Outside of the frame story, which places the entire film in the context of the dream of a young girl in modern day, The Company of Wolves consists of a series of vignettes repetitively pointing out the themes and setting up the movie’s main section, a retelling of Little Red Riding Hood. The retelling is actually really good, featuring slam-bang wolf effects and infused with darkness, tension and sensuality. But by the time it’s arrived, the film has exhausted all possible patience with endless stories from Grannie (a completely unnecessary Angela Lansbury) essentially repeating the lesson that all men are wolves at heart.

Visually the film is luscious, shot on a large soundstage constructed to look like an 18th century forest and then filled with light, shadow, and fog. It’s Neil Jordan, so it’s well directed; it’s also the most Irish thing I’ve ever goddamn seen that didn’t actually involve alcohol. As usual, he indulges himself for flights of fancy and visual tricks at every turn, but unlike, say, In Dreams, or Interview With The Vampire (whose vampire makeup is very similar to the werewolf-in-human-form makeup here) the underlying story isn’t strong enough to hold them all, so that striking images (such as the scene where “Red” climbs a tree and finds a bird’s nest whose eggs hatch to reveal tiny statues) fail to gain traction or support one another.

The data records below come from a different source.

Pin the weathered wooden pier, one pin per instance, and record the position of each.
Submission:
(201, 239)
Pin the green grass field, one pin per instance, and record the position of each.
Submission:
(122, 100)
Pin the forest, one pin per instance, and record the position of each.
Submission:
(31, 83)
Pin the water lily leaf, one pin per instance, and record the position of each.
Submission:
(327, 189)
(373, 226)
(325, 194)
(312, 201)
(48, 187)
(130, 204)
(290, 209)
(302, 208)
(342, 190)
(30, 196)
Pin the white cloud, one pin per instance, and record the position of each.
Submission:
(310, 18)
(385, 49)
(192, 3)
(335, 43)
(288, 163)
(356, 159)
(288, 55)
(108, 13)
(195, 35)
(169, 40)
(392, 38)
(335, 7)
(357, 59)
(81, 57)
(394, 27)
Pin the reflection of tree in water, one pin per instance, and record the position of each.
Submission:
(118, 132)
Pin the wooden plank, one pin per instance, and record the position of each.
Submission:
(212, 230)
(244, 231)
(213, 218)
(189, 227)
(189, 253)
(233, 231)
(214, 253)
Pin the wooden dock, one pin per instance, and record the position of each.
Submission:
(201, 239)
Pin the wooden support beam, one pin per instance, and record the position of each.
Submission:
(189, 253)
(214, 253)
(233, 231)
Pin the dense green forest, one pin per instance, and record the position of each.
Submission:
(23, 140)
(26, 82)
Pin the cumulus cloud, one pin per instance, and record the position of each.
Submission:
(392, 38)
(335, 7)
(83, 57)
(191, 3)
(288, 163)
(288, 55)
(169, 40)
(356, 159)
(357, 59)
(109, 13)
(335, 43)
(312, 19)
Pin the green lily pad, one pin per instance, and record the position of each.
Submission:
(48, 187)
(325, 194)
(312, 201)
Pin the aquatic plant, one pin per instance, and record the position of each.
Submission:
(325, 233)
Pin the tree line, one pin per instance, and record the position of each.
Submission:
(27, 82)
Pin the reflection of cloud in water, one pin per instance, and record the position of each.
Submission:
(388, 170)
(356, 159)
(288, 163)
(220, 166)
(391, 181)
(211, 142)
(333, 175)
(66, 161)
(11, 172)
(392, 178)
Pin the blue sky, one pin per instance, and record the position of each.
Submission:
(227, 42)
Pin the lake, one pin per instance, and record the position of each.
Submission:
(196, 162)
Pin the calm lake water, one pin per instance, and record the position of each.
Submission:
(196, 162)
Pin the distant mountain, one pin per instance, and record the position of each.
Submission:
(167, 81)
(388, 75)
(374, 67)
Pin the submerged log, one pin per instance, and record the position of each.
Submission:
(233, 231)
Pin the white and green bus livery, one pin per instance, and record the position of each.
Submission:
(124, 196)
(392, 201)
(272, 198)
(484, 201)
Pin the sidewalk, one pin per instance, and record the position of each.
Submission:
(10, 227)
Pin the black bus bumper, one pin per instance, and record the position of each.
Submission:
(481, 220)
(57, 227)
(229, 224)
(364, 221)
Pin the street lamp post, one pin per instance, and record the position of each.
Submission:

All in all it’s a valiant effort to unpack some of the thematic underpinnings of the classic story, including ideas about adolescence, gender dynamics, and the ways in which women lose or claim the power of their nascent sexuality. The end, which actually retells the tale of the girl in red and her grandmother’s house, would make a great short film on its own; but the path to get there is too winding for my taste.